“Everybody listen,” he said. In a minute or two there was quiet and they all were looking at him. “Cash in your chips and get out quietly. This joint is closing for good. There ain't no argument. . . cash in and beat it.”
Tall, square-built, his eyes unwavering, he stood there loosely and looked out at them... and they began to do his bidding. There were mutterings and an undercurrent of antipathy, but he conveyed to them a quiet force and although he hadn't told them who he was everybody sensed that he was a Ranger. They began to shuffle... and in a little while the room was devoid of customers. A few of the dealers and two or three waiters stood around. The rear door opened and Botchey Miller ambled out, smiling sourly.
“Miller,” Bender said, “keep this place shut down. Tomorrow I'm gonna start a bonfire with your furniture.”
Botchey Miller said between his teeth: “You'll never get away with this—you'll never get away with it.”
Tom Bender grinned and told him he'd been getting away with it for fifteen years.
“You close that roadhouse tonight or I'll fix it for you,” he said.

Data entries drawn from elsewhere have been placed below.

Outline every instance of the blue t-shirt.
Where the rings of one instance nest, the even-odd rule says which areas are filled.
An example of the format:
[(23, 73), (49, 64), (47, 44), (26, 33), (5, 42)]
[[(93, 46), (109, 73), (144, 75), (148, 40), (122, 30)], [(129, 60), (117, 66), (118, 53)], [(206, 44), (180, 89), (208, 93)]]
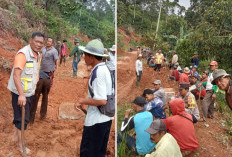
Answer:
[(136, 149), (140, 155), (151, 153), (155, 148), (155, 143), (151, 142), (150, 134), (145, 131), (150, 127), (152, 121), (153, 116), (148, 111), (137, 113), (134, 117)]
[[(189, 76), (192, 76), (192, 74), (190, 74)], [(196, 77), (197, 77), (197, 80), (199, 80), (199, 79), (200, 79), (200, 78), (199, 78), (199, 74), (198, 74), (198, 72), (197, 72), (197, 71), (195, 71), (195, 72), (194, 72), (193, 76), (196, 76)]]
[(155, 118), (165, 119), (166, 114), (163, 109), (164, 106), (163, 101), (156, 97), (144, 106), (144, 110), (150, 111)]

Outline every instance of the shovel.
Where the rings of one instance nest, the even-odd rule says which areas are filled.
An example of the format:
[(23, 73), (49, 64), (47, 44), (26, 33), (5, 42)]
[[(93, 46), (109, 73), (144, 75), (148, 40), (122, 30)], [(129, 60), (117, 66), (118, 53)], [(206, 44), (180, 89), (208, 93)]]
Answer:
[(23, 157), (27, 156), (25, 138), (24, 138), (24, 123), (25, 123), (25, 106), (22, 106), (22, 123), (21, 123), (21, 138), (22, 138), (22, 148), (23, 148)]

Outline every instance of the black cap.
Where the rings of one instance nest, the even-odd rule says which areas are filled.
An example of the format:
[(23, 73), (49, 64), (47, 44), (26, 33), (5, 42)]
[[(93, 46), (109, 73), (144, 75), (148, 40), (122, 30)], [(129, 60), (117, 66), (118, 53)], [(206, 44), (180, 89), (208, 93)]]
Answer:
[(188, 83), (180, 83), (179, 89), (189, 89), (189, 84)]
[(144, 97), (136, 97), (135, 100), (132, 101), (132, 103), (140, 106), (140, 107), (144, 107), (144, 105), (147, 103), (147, 101), (145, 100)]
[(143, 97), (145, 97), (146, 96), (146, 94), (153, 94), (154, 92), (151, 90), (151, 89), (145, 89), (144, 91), (143, 91)]

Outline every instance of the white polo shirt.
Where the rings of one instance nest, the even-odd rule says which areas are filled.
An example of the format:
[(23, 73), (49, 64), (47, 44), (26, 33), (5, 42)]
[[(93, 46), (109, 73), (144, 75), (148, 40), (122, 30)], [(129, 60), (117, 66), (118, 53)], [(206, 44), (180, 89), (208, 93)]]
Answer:
[[(97, 69), (96, 69), (97, 68)], [(107, 95), (112, 93), (112, 81), (108, 68), (105, 63), (97, 64), (91, 71), (89, 86), (94, 93), (93, 99), (107, 100)], [(92, 98), (88, 91), (88, 98)], [(108, 117), (101, 114), (97, 106), (87, 106), (87, 115), (85, 118), (85, 126), (93, 126), (97, 123), (104, 123), (112, 120), (113, 117)]]
[(143, 71), (143, 62), (139, 59), (137, 59), (135, 62), (135, 70), (137, 75), (139, 75), (139, 71)]
[(112, 54), (111, 52), (109, 52), (109, 56), (110, 56), (110, 60), (106, 61), (106, 65), (108, 66), (110, 70), (115, 70), (115, 67), (116, 67), (115, 54)]

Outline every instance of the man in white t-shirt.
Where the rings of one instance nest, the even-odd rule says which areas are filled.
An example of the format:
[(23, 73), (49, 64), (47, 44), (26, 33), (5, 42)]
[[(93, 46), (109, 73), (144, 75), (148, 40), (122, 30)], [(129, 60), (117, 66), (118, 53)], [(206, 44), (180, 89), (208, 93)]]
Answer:
[(163, 61), (164, 61), (164, 55), (161, 52), (162, 52), (162, 50), (159, 49), (158, 53), (155, 54), (155, 68), (154, 68), (154, 70), (159, 71), (159, 72), (161, 69), (161, 65), (163, 64)]
[(110, 70), (110, 73), (113, 77), (113, 84), (115, 85), (115, 68), (116, 68), (116, 58), (115, 58), (116, 45), (113, 45), (110, 48), (110, 52), (108, 53), (109, 57), (107, 58), (106, 65)]
[(139, 87), (139, 83), (141, 81), (141, 77), (143, 74), (143, 62), (142, 62), (141, 54), (139, 54), (138, 59), (135, 62), (135, 70), (136, 70), (136, 76), (137, 76), (136, 86)]
[(107, 103), (107, 95), (112, 94), (112, 80), (103, 57), (104, 46), (98, 39), (90, 41), (86, 47), (79, 46), (84, 52), (85, 63), (93, 69), (89, 79), (88, 98), (81, 98), (75, 104), (83, 109), (87, 105), (84, 130), (80, 146), (81, 157), (104, 157), (113, 117), (100, 112), (99, 106)]

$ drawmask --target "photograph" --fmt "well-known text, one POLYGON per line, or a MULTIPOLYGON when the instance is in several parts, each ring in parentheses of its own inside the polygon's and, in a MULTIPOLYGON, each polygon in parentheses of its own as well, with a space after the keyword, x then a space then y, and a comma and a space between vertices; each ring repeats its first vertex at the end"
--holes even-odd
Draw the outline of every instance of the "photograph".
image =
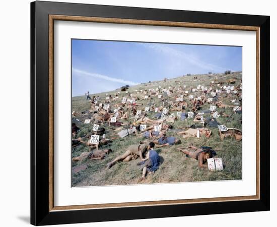
POLYGON ((72 187, 242 180, 241 46, 72 39, 71 67, 72 187))

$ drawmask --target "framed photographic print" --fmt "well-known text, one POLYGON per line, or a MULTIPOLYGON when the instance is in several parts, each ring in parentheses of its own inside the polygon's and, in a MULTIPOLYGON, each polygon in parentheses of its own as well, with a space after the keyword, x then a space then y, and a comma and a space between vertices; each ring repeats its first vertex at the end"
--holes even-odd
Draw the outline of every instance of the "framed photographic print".
POLYGON ((31 10, 32 224, 269 210, 269 17, 31 10))

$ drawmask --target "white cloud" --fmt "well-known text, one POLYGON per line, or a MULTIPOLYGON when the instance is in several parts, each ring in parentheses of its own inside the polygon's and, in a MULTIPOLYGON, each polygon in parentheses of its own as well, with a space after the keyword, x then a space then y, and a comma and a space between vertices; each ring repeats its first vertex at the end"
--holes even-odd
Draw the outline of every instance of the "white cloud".
POLYGON ((98 73, 92 73, 80 70, 77 69, 73 68, 73 72, 77 74, 79 76, 85 75, 88 76, 93 77, 96 77, 97 78, 102 79, 103 80, 108 80, 109 81, 113 81, 117 83, 120 83, 123 84, 128 84, 129 85, 136 85, 138 84, 138 83, 134 82, 133 81, 130 81, 128 80, 125 80, 122 79, 113 78, 104 75, 99 74, 98 73))
POLYGON ((165 45, 158 43, 139 43, 139 45, 143 45, 147 48, 153 49, 159 52, 163 53, 166 54, 169 54, 174 57, 177 57, 179 60, 185 61, 191 65, 194 65, 201 69, 208 70, 213 70, 219 72, 224 71, 226 69, 220 66, 207 63, 201 61, 195 57, 180 50, 178 50, 173 48, 167 46, 165 45))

“Aw, lissen—” Miller said, “you—”
“You heard me. You guys catch a rabbit.”
He walked out.
The taxi driver kept his appointment and at ten o'clock straight up he parked his flivver in front of the hotel and started inside. At precisely the same moment the Negro bell-boy came through the lobby paging Mr. Bender. The driver spotted him and came over, but Bender told him to wait a moment and answered the page. The bell-boy took him over to the desk and said that gentleman there was waiting for him.